Today, the Great Pyramid of Egypt is not aimed directly north, but slightly east of north. Did the ancient Egyptian astronomers make a mistake in orienting the pyramid 40 centuries ago? Archaeologists think not. Over this period, Africa drifted enough to rotate the pyramid out of alignment with true north.

The Global Positioning System

Doing geodesy with big radio telescopes is expensive and is not a practical means of investigating plate movements in remote areas of the world where no radio telescopes exist. Since the mid-1980s, geologists have used a constellation of 24 Earth-orbiting satellites, called the Global Positioning System (GPS), to make the same types of measurements with the same astounding accuracy. The satellite constellation serves as an outside frame of reference, just as the fixed stars and quasars do in astronomical positioning. The satellites emit high-frequency radio waves keyed to precise atomic clocks on board.
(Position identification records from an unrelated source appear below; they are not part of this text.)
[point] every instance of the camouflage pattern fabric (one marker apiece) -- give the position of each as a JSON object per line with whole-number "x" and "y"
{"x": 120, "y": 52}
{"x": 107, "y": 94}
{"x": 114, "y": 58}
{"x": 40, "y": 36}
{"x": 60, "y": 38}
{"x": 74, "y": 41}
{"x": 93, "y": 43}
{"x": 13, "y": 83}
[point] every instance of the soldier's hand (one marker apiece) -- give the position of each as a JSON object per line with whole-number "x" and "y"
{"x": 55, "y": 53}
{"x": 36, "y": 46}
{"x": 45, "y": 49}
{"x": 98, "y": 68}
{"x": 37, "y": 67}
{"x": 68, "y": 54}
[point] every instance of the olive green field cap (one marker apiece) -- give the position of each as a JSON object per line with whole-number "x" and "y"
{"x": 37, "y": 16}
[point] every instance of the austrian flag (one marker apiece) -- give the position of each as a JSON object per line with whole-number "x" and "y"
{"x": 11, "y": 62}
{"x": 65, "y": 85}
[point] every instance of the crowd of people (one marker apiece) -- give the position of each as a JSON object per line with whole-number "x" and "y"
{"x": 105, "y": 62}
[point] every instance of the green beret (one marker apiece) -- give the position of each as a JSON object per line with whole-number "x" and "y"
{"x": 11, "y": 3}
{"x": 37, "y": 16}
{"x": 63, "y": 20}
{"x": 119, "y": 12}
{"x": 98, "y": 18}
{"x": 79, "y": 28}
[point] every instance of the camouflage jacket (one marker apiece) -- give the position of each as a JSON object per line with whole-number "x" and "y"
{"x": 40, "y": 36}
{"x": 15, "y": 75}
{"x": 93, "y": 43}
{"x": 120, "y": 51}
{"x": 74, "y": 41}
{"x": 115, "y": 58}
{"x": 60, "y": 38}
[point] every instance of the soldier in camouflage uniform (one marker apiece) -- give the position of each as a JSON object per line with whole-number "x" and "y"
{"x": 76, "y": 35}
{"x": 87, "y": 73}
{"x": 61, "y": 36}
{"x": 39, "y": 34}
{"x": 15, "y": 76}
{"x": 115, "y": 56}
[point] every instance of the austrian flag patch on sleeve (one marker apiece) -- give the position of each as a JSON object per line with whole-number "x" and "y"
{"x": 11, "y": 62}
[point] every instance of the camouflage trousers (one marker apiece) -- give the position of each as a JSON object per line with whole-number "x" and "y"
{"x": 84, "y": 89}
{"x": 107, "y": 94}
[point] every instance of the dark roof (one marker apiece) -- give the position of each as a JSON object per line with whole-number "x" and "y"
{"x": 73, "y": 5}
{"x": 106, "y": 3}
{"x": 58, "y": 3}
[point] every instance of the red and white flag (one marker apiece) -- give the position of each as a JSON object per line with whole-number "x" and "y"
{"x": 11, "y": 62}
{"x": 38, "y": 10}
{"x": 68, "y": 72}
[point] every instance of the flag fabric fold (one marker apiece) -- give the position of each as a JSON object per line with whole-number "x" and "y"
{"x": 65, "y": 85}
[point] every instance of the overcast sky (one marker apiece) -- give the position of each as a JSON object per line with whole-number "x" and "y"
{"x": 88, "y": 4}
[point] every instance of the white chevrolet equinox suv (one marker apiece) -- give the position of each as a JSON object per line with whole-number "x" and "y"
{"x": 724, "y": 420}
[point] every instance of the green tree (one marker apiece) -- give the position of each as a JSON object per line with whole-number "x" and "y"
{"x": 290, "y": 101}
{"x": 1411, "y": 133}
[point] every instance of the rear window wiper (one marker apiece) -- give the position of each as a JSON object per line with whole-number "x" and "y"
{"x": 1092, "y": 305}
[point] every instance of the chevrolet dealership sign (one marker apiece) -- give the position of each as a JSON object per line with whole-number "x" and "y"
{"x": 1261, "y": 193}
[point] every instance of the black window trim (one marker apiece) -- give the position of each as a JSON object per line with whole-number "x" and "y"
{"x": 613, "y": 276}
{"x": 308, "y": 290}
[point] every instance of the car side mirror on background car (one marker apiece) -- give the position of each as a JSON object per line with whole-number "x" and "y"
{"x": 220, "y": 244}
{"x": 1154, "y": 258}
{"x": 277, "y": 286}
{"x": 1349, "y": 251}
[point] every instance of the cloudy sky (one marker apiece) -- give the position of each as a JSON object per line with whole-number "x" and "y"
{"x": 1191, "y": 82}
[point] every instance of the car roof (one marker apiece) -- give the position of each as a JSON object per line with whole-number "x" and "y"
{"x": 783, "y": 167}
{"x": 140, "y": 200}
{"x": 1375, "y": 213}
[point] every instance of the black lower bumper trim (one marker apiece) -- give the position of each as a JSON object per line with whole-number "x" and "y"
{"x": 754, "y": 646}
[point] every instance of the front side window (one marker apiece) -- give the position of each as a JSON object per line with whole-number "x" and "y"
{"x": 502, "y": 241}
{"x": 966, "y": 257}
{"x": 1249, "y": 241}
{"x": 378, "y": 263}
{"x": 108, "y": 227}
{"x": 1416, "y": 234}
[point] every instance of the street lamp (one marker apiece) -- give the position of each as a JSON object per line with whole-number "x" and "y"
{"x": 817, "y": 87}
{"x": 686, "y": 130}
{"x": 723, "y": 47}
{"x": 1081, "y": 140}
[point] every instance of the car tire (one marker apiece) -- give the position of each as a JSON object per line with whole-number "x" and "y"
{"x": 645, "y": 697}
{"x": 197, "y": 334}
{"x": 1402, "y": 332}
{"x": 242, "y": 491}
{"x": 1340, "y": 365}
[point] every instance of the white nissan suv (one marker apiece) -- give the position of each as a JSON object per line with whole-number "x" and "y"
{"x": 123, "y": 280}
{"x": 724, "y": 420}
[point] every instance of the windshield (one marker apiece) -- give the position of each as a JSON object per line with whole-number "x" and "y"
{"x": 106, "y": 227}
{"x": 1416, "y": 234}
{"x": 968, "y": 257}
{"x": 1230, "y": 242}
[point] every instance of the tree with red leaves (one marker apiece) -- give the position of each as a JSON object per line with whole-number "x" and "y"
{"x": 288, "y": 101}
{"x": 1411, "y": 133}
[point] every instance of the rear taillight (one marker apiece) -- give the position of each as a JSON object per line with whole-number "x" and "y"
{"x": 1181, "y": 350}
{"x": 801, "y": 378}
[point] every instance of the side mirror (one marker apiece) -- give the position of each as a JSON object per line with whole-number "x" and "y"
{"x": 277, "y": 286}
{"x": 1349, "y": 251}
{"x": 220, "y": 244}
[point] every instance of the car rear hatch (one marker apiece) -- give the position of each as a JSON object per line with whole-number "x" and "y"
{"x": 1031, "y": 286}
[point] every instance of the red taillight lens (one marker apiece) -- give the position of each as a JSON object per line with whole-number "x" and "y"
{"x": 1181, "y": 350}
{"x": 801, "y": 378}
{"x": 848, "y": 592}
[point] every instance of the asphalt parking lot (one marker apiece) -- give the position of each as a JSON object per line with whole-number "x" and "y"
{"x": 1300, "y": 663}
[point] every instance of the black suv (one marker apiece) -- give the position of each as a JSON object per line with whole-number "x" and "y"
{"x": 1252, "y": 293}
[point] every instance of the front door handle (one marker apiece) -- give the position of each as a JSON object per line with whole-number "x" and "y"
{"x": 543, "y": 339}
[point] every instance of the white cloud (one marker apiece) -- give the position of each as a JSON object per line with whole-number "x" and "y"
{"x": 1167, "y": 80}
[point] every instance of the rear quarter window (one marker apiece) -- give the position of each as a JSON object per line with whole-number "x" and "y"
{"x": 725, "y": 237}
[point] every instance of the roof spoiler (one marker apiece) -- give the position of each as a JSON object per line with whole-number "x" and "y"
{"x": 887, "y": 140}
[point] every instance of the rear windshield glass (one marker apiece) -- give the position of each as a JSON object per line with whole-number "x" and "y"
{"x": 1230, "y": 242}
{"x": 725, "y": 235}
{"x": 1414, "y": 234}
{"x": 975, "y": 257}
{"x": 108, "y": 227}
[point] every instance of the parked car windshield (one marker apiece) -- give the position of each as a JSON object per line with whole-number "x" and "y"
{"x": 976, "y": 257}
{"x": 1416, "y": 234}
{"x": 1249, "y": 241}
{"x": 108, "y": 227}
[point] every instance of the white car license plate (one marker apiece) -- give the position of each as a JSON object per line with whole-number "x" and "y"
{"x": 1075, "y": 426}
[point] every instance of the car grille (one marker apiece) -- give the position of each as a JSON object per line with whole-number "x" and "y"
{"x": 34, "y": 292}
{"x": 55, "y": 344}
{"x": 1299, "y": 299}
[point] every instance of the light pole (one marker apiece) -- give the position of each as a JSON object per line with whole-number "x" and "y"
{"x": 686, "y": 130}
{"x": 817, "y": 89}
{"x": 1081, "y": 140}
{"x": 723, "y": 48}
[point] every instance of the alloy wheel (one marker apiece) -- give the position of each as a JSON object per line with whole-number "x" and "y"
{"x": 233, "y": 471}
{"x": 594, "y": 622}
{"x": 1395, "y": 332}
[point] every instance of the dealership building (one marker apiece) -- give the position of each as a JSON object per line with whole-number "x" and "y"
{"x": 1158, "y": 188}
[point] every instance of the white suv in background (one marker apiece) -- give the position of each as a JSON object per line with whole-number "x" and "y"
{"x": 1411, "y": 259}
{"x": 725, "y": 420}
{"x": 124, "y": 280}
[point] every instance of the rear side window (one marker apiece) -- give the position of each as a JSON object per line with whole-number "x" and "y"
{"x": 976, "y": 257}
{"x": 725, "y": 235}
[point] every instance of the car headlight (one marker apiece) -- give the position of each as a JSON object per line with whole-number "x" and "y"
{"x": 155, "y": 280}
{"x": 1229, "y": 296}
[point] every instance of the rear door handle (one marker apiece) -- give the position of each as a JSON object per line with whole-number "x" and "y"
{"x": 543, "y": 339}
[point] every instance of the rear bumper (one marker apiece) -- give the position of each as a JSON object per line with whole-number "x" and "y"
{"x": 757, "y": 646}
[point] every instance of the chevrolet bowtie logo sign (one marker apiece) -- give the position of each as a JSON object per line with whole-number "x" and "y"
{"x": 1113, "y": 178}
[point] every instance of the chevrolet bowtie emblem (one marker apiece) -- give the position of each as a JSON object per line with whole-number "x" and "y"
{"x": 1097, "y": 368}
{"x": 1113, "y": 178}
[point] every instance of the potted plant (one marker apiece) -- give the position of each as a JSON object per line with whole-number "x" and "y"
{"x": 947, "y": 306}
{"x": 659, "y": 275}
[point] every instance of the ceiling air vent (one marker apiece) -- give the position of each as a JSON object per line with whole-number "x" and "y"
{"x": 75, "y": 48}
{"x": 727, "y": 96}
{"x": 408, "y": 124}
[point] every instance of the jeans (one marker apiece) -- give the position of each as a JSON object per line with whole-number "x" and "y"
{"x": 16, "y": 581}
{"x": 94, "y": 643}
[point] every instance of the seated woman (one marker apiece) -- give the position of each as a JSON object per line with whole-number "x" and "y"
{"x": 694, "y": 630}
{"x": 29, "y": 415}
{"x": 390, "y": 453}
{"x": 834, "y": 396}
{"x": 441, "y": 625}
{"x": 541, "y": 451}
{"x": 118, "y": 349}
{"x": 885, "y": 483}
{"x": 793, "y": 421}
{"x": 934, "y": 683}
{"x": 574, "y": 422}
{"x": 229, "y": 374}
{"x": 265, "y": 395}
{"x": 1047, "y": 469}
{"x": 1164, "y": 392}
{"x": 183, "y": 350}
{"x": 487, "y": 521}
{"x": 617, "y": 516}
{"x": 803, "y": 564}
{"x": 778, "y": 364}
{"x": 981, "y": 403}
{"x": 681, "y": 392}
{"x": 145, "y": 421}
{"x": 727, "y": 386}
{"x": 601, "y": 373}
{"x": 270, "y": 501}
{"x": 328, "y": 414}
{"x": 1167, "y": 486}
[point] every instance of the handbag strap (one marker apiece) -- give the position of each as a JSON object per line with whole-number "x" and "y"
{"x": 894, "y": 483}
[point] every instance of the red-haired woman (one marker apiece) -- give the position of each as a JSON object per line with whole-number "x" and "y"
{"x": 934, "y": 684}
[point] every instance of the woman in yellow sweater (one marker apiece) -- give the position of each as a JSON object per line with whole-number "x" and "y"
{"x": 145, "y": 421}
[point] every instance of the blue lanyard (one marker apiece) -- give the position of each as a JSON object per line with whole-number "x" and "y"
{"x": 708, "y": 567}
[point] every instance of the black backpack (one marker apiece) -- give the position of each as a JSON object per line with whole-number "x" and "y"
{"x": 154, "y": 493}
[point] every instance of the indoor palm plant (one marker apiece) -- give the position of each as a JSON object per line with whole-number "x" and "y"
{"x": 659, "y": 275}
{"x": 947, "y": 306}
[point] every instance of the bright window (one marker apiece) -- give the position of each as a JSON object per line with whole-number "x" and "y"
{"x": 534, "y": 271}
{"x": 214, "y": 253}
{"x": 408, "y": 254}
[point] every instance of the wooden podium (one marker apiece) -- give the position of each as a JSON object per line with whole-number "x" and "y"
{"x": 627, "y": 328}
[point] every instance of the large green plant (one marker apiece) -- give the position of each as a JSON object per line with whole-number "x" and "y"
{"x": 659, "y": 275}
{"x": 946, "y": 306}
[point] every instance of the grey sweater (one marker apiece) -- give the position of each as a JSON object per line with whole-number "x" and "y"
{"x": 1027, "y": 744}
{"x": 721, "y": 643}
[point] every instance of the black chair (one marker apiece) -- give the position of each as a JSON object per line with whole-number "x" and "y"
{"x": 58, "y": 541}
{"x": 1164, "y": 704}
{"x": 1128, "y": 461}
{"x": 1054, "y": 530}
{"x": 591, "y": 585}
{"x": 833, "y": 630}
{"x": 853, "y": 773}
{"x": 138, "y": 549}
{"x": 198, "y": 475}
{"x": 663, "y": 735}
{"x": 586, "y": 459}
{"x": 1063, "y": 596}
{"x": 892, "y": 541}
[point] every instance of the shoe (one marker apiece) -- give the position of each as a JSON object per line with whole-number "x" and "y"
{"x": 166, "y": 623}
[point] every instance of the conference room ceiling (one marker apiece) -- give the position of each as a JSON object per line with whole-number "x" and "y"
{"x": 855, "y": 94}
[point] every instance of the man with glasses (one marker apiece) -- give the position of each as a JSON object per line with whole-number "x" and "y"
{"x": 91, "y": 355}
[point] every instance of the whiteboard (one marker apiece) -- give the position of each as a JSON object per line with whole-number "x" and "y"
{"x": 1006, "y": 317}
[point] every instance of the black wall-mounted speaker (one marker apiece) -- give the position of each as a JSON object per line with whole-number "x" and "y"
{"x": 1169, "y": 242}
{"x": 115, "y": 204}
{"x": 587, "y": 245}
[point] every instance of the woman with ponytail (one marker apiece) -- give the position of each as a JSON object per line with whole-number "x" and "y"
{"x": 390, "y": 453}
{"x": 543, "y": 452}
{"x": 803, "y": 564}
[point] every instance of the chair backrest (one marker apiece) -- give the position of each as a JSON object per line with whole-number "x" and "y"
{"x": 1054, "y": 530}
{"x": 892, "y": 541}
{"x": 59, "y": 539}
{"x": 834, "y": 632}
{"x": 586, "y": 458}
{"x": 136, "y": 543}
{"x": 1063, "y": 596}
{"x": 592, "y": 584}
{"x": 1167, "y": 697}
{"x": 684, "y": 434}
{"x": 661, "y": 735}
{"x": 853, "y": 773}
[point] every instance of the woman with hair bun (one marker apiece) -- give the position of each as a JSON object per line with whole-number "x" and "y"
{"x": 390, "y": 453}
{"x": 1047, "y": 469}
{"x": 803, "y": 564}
Those signals can be picked up by inexpensive, portable radio receivers not much bigger than this textbook (Figure 2.14). These devices are similar to the GPS receivers used in automobiles and by hikers, though much more precise.

Figure 2.14: The Global Positioning System allows geologists to monitor plate movements. (a) GPS satellites provide a fixed frame of reference outside Earth. (b) Small GPS receivers can be easily placed anywhere on Earth. Displacements of receiver locations over a period of years can be used to measure plate movements.

Geologists use GPS to measure plate movements on a regular basis at many locations around the globe. Changes in distance between land-based GPS receivers placed on different plates, recorded over several years, agree in both magnitude and direction with those calculated from magnetic anomalies on the seafloor, indicating that plate movements are remarkably steady over periods ranging from just a few years to millions of years, as demonstrated in the Practicing Geology Exercise at the end of this chapter.